Now, as interest ramps up in earnest on this side of the globe, kelp is running into a problem as the climate crisis turns up the temperature of the ocean. That’s throwing kelp’s complicated life cycle out of whack, which spells trouble for those farming it.
Historically, kelp growers have started each season by diving for wild kelp sorus, or reproductive tissue – the ocean equivalent of foraging for wild seed. That “seed”, as it’s called colloquially (though it’s technically a different kind of reproductive tissue, since kelp are algae rather than plants), is then grown in tanks in a nursery until it’s ready to be outplanted in the open ocean.
But the emergence of reproductive tissue is triggered by changes in water temperature, which means that as oceans warm, sorus is emerging later and later, truncating the growing season.
“Like with any other agricultural practice, when you have a shorter growing season, you get lower yields,” said Toby Sheppard Bloch, director of infrastructure at GreenWave, a non-profit focused on regenerative ocean farming.
When GreenWave’s founder Bren Smith first started farming kelp off the coast of Connecticut 20 years ago, he outplanted at the end of October, according to Bloch. But in the last couple years, Smith hasn’t been able to outplant until the end of December – a loss of up to eight weeks of growing time. That can make a big difference for farmers, who are often operating within slim financial margins.
Plus, gathering reproductive material from the ocean means there’s less left over to reseed wild kelp beds in the future. As kelp farming scales up, this could pile additional pressures on wild kelp beds that are already threatened by warming waters and habitat loss.
“In the past, there’s been an assumption that there will always be an abundance of this wild material,” Bloch said. But as waters warm, that assumption may not hold.
These are just a few of the reasons that aquaculture researchers are looking for ways to cultivate “seed banks” for kelp that will reduce dependence on wild sorus. “A corn farmer doesn’t have to go find wild maize plants every year,” Bloch said. But since kelp has a more complex life cycle than the average land crop, it’s not quite as simple as storing dried corn seed in a cool dark place until next year.
Marine scientists like Charles Yarish, a professor emeritus at the University of Connecticut, have proven that in a lab setting, light and temperature cues can essentially press “pause” or “play” on kelp’s life cycle. This means kelp growers don’t have to be at the mercy of ocean temperatures and wild kelp beds – and they can cultivate kelp seed at any time.

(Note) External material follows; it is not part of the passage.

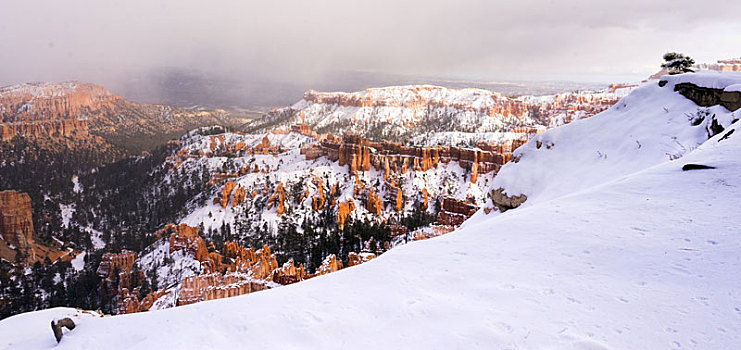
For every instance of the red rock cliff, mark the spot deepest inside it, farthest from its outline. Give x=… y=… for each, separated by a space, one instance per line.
x=16 y=225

Plus, this technique allows growers to “bulk” the sorus so that a larger number of “seedlings” can be grown with less reproductive material. “It’s a very efficient use of material in that sense,” Bloch said.
GreenWave has been working on replicating and testing that process in a much lower-budget setting, using tools like a “$69 coffee urn from a church basement” to pasteurize seawater in lieu of the quarter-million-dollar autoclave that would be used in a lab setting.
“We’re trying to figure out how to take the really smart things that [scientists are] developing, and make it something that the farmer might be able to operate on their own, so that farmers don’t have to rely on third parties for their seed, like a soy or corn farmer is dependent on Monsanto,” Bloch said.
Other researchers, like Lindell from Woods Hole, are working with their knowledge of kelp lifecycles to selectively breed the crop, hoping to select for traits like heat tolerance that might allow kelp to thrive in its current native range even as waters get warmer.
There are still plenty of barriers to overcome as the kelp aquaculture sector develops. But with GreenWave’s early pilots planting kelp from cultured reproductive material producing “stunning” results that nearly doubled yields over kelp planted from wild sorus, there’s reason for hope.
Plus, added Doall, the stakes are simply too high for the aquaculture community not to stick with this process until they get it right.
“There’s a lot riding on it,” said Doall. “If we’re able to domesticate it, it’s going to help the industry by leaps and bounds.”